It took Asmund a few hours of wandering the bizarre landscape to build up the courage to check inside one of the buildings. The place he finally decided to investigate was in the middle of a particularly busy area. The smaller building was low to the ground and had a cover under which rested a series of upright rectangles.

Asmund used his knife to tear away the web of metal on the building, here, there, in several places, until he found not stone, but glass.

Smashing through the window, he hoped that the wires hadn’t been able to find their way inside. To his dismay, everything: every shelf, overhang, counter, even each individual item was interlaced with the same attention as the outside world.

The young initiate had no idea where he might find his second trophy, the gift of knowledge. He began searching blindly. He uncovered many objects: a tin with a few yellow letters on it that seemed to contain some kind of square animal flesh, an oddly shaped bottle that held a pungent tasting blue liquid that made Asmund spit, a cylinder of very thin cloth, an oddly shaped basin with several levers. Dozens of useless objects that got the teenager no closer to his goal and only confused him.
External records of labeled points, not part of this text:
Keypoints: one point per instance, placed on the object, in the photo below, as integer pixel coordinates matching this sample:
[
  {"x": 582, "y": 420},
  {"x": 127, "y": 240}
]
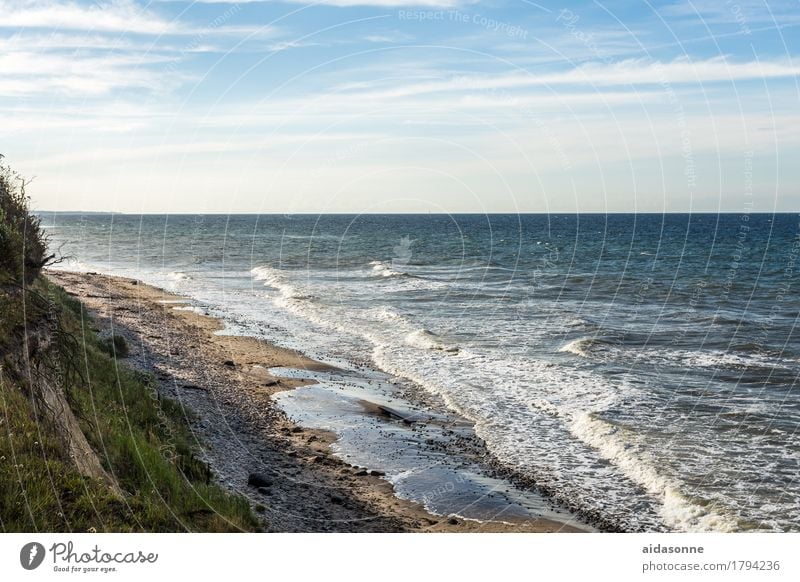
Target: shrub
[{"x": 23, "y": 246}]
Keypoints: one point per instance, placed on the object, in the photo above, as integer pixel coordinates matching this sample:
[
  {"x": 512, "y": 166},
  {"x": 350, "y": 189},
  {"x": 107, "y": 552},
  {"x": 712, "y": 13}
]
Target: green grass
[{"x": 141, "y": 439}]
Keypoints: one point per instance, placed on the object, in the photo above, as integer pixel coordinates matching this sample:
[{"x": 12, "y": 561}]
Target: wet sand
[{"x": 226, "y": 384}]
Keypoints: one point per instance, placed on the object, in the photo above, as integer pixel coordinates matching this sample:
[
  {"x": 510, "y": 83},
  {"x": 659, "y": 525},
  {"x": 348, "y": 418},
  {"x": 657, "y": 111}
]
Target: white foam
[
  {"x": 579, "y": 347},
  {"x": 427, "y": 340}
]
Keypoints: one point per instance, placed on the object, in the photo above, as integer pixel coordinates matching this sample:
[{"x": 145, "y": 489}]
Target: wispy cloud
[
  {"x": 351, "y": 3},
  {"x": 115, "y": 16},
  {"x": 628, "y": 72},
  {"x": 112, "y": 16},
  {"x": 29, "y": 73}
]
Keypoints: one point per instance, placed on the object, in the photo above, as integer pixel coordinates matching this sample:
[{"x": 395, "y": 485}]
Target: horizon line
[{"x": 499, "y": 213}]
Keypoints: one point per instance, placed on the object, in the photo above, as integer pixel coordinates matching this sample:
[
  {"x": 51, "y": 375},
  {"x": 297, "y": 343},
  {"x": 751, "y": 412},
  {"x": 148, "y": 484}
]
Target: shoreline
[{"x": 224, "y": 382}]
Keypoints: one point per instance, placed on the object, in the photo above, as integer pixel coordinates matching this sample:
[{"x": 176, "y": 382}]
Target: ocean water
[{"x": 641, "y": 370}]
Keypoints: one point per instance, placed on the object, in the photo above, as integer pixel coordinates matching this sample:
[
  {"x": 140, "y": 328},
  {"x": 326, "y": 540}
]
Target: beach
[{"x": 225, "y": 385}]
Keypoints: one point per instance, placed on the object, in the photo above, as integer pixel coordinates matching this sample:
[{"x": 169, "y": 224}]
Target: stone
[{"x": 259, "y": 480}]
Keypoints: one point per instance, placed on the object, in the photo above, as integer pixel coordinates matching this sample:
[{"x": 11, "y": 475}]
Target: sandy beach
[{"x": 225, "y": 385}]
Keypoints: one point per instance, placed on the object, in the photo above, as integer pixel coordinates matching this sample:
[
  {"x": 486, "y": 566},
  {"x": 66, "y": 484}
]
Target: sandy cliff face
[{"x": 35, "y": 361}]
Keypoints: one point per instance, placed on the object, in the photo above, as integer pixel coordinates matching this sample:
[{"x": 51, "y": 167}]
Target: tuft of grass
[{"x": 142, "y": 439}]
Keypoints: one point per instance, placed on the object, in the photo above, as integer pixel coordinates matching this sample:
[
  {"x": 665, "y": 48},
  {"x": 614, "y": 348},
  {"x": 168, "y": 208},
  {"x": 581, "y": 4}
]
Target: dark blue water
[{"x": 641, "y": 366}]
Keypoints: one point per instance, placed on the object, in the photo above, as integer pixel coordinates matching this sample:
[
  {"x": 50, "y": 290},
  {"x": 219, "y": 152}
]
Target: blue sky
[{"x": 394, "y": 106}]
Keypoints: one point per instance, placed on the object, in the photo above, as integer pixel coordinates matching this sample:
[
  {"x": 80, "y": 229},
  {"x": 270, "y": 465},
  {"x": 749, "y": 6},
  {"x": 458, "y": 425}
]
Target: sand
[{"x": 224, "y": 381}]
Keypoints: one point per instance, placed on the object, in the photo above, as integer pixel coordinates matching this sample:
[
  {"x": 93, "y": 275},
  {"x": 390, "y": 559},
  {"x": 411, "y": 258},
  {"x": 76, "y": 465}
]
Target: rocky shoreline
[{"x": 287, "y": 472}]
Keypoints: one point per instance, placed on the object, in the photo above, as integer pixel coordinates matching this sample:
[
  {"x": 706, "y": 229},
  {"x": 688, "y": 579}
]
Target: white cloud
[
  {"x": 114, "y": 16},
  {"x": 111, "y": 16},
  {"x": 349, "y": 3},
  {"x": 29, "y": 73},
  {"x": 628, "y": 72}
]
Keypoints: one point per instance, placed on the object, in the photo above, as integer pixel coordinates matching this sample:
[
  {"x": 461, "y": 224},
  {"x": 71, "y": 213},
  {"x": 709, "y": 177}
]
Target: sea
[{"x": 632, "y": 372}]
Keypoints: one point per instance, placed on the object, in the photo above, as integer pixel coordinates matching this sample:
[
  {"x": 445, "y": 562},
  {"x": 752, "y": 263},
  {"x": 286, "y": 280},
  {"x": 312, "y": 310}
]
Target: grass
[{"x": 142, "y": 440}]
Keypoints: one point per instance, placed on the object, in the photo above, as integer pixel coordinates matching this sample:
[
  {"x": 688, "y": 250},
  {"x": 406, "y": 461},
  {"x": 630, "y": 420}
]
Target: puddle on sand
[{"x": 429, "y": 457}]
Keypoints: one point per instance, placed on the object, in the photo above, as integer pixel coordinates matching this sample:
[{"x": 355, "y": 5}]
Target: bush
[{"x": 23, "y": 246}]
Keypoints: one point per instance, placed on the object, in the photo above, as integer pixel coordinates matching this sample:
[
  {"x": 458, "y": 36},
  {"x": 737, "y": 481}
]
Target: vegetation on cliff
[{"x": 86, "y": 443}]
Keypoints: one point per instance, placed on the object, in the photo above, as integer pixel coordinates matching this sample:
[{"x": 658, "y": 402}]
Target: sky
[{"x": 393, "y": 106}]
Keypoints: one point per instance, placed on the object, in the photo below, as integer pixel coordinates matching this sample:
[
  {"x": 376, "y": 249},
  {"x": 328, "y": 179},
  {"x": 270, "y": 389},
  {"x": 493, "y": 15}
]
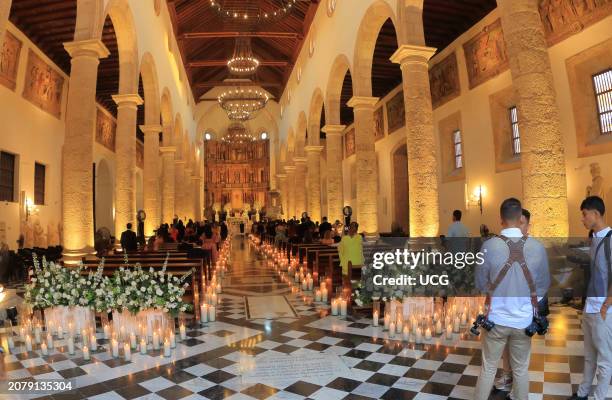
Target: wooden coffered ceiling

Frustrated, he left by way of the broken window through which he had entered. Looking down the road, the young initiate noticed it swooped up to a large structure at the top of the hill. It seemed as good a destination as any, and perhaps, he could get on the roof and catch some kind of sign as to where his final trophy might be hidden.

Calmer now, since the quiet, empty area appeared to have no immediate danger, Asmund strolled up the avenue. He came to a yard with several strange objects that he took for pieces of art. He crossed the yard and found a set of stairs. After ascending the stairs, he hacked through a net of wires to reveal a door. With a push from his shoulder, the teenager entered the building.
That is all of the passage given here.